Now … same departing point, different results, but only after the first couple of loops.
Never (!) seem such a thing.
How is that possible?
763126208 3811226253 <<<
763126208 3778720397 <<<
How is that possible?
In order of decreasing likelihood, I’d say:
- bug(s) in code; may be design issues or coding issues.
- compiler code generation issue
- hardware issue
The likelihood of item (1) is typically in the 95+% range. Depending on what kind of GPU you have, items (2) and (3) may apply in reverse. Beware in particular of heavily (vendor-)overclocked GPUs; these may have been insufficiently qualified for proper operation when using compute apps .
When you run the app under the control of
cuda-memcheck, does it report any issues for the failing runs?
Thanks for the answer.
cuda-memcheck helped quite a lot! I managed to to reduce the problem to the
printf function itself, which showed me the dump above. If I comment it out, no memory errors anymore! However I’d like to understand what happens here.

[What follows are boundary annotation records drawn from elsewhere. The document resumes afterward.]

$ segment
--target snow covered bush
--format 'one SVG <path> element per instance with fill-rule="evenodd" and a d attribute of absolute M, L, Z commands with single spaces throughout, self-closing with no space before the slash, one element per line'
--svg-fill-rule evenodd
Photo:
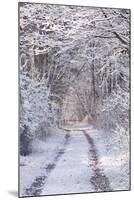
<path fill-rule="evenodd" d="M 30 152 L 28 149 L 30 142 L 37 137 L 45 138 L 51 123 L 49 89 L 46 87 L 45 79 L 33 80 L 27 73 L 22 72 L 20 74 L 20 102 L 21 154 L 27 154 Z"/>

Basically, I’m using inside the kernel …
printf("%lu \n", data);
… which should be fully legal code.
On the host, this doesn’t produce any issues, why inside the kernel?
========= Address 0x00fffcf0 is out of bounds
commenting out the printf may allow the compiler to dispense with other code in your kernel as well, which means your assumptions about what is happening and where the problem lies, may be incorrect. commenting out code can be quite a confusing strategy for either performance or debug when using an aggressively optimizing compiler. Use the method described here:
with cuda-memcheck to get teh actual line of source code that is generating the out-of-bounds access.
Indeed, after reading your SO post, I discovered 2 more bugs, all related to bad indexing with subsequent illegal global memory reads.